The Postman co-founders are breaking new ground in software as well as friendship
Ankit Sobti, Abhinav Asthana, Abhijit Kane |28 |28 |25
Co-founders, Postman
Category: Technology
Abhinav Asthana, Ankit Sobti and Abhijit Kane were not fast friends when they decided to start Postman. What bound them together was their skills in writing code and their love of gaming.
In 2009, Asthana had enrolled for a six-month internship at the Yahoo R&D centre in Bengaluru, where he met Sobti. A year later, Asthana co-founded a startup TeliportMe, where Kane, a graduate from BITS, Pilani and the youngest of the trio, got an internship. In October 2014, the three started Postman, two years after Asthana wrote code for the first version of their eponymous (software) platform.

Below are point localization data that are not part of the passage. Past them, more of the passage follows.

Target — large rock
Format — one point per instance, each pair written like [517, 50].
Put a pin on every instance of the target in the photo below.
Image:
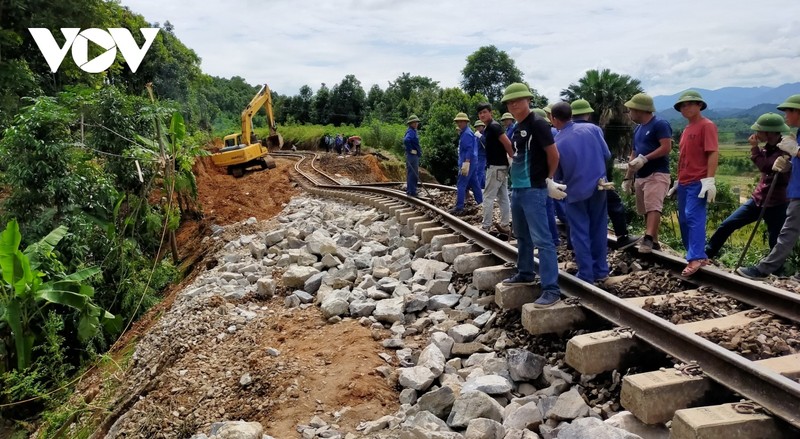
[491, 384]
[418, 378]
[464, 333]
[524, 365]
[593, 428]
[296, 276]
[439, 401]
[528, 416]
[472, 405]
[570, 405]
[427, 268]
[432, 358]
[484, 429]
[389, 310]
[274, 237]
[238, 430]
[444, 342]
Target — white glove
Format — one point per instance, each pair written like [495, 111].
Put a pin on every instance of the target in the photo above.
[782, 164]
[627, 186]
[673, 189]
[556, 190]
[603, 185]
[708, 190]
[789, 145]
[465, 169]
[637, 163]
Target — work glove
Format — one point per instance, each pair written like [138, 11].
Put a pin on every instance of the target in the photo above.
[782, 164]
[708, 189]
[627, 186]
[556, 190]
[637, 163]
[603, 185]
[789, 145]
[673, 189]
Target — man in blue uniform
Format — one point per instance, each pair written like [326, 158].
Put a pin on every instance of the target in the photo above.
[581, 114]
[481, 163]
[413, 154]
[468, 171]
[582, 163]
[498, 150]
[533, 164]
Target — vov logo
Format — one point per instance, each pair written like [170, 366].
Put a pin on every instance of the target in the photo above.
[78, 40]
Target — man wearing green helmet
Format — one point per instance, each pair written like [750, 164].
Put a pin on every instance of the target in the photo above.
[697, 165]
[468, 171]
[413, 154]
[534, 162]
[648, 170]
[480, 164]
[791, 227]
[768, 129]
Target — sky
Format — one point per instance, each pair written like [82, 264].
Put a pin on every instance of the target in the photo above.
[669, 46]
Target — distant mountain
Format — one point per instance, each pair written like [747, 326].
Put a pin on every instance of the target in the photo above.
[732, 98]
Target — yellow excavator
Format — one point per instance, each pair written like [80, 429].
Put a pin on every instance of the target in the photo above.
[243, 150]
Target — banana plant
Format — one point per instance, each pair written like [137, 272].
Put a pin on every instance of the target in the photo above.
[25, 292]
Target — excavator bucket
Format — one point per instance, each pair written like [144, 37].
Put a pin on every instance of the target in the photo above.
[275, 142]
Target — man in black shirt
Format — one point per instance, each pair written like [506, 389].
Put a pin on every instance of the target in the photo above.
[498, 150]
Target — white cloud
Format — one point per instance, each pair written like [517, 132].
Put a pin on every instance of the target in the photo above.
[669, 46]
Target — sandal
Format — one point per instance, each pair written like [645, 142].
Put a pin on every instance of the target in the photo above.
[693, 266]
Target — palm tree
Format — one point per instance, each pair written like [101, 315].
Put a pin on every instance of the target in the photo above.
[606, 92]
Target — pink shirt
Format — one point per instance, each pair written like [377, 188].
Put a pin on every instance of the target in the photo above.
[698, 139]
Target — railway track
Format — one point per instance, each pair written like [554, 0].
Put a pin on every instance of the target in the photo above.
[654, 397]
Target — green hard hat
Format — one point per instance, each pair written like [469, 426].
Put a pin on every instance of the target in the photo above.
[641, 102]
[461, 116]
[770, 122]
[515, 91]
[581, 106]
[792, 101]
[690, 96]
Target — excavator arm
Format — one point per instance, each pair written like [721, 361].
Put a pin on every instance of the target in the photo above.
[262, 98]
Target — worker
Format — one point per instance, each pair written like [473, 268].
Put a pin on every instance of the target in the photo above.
[534, 162]
[582, 114]
[696, 186]
[582, 160]
[413, 154]
[481, 163]
[648, 169]
[498, 150]
[791, 227]
[468, 170]
[508, 123]
[768, 128]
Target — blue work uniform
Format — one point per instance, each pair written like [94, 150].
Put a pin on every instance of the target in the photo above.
[582, 162]
[411, 143]
[468, 150]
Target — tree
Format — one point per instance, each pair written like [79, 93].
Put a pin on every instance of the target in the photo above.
[438, 139]
[489, 71]
[322, 105]
[348, 101]
[607, 92]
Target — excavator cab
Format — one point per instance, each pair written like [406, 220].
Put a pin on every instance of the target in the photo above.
[237, 155]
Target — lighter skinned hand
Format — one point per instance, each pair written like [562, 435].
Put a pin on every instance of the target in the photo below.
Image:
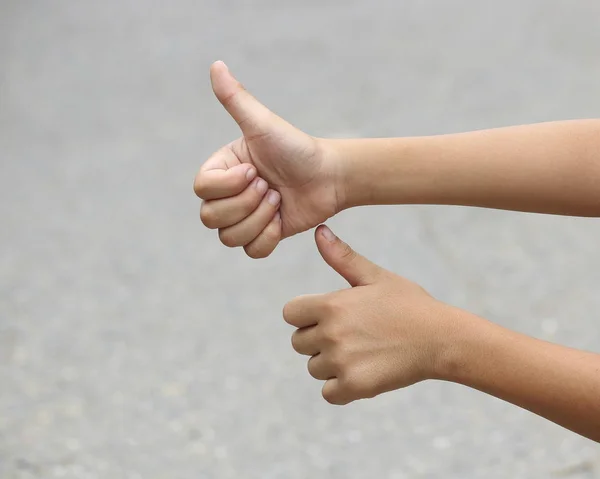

The Bengaluru-based startup builds platforms for the development and management of APIs (application programming interfaces, by which different software talk to one another). Postman covers the entire API development cycle. Its core audience includes individual software developers across the world, as well as companies with software development teams. Initially available for free, Postman also launched a cloud-based paid platform last December; 300 companies are now registered on this.
The venture has a 17-member team (including its co-founders) of which 12 are in core development. Postman recently set up operations in Austin and San Francisco in the United States, a key developer market. It has also received an undisclosed amount in funding from venture capital fund, Nexus Venture Partners.
“Within a year of operations, we have emerged from having a few hundred thousand users to 2.5 million users,” says Asthana, the CEO of the company. Postman counts some of the largest organisations in the world, including Microsoft, Sony, Real Networks, Box and Netflix, as users of its platforms.
“We are very bullish about the company and feel that it can possibly be one of the best software startups to come out from India,” says Sameer Brij Verma, director, Nexus Venture Partners. And adds with confidence: “We definitely foresee a future where developers think about Postman as the platform of choice when they are working with APIs.”